Reminded me of another project I saw some time ago. The (web) application services around 2000 users concurrently. The application craps out so often that they decided to have a dozen or more servers all regularly saving session state to a database (read SLOOOOOW) so that the users would experience no perceptable loss of service.
So what do these have in common? In both cases, instead of looking at the design of the application. Instead of cleaning up the code and making it more reliable. Instead of reducing dependencies between layers. The answer was to cluster. I mean, why build better software when you can just throw more hardware and software licenses at the problem….KACHING$$$$$.
In the case of the testing, had it not ocurred to anyone not to hit the database at all?
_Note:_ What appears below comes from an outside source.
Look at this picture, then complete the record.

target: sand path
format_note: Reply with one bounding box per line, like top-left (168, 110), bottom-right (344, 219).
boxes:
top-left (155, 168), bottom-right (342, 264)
How can a unit test hit a database? Wouldn’t that classify, by definition, as an integration test?
As for the web app, it seems to me that had the code base been even remotely stable, the claims made by the application server even remotely accurate, add in a UPS and some RAID and the application would have been more stable than the average users internet connection.
Now don’t get me wrong, like all things there are times when you want to service 1000s of customer concurrently and you may well require lots of hardware. But the overriding factor must be to get the application right first. Then think about clustering. The old saying goes “A chain is only as stong as its weakest link.” If the application is broken in the first place, you will get ever diminishing returns my simply adding more and more servers.
It seems to me that in most cases, it’s rare to see a business application that warrants true (real-time session failover) clustering rather than just a simple server farm. I agree that a cluster and/or a server farm gives you the ability to to take a machine out for servicing, handle hardware failures, and to scale an application to handle more and more concurrent users. But it should not be used as a quick fix for poor software development.
Endulge me as I make a tenuous analogy with my martial arts training. Most martial arts teach that it’s not about strength. It’s about technique. Get your technique right first without resorting to brute force. Then when you can make that work, add in your natural strength and you will seriously kick butt.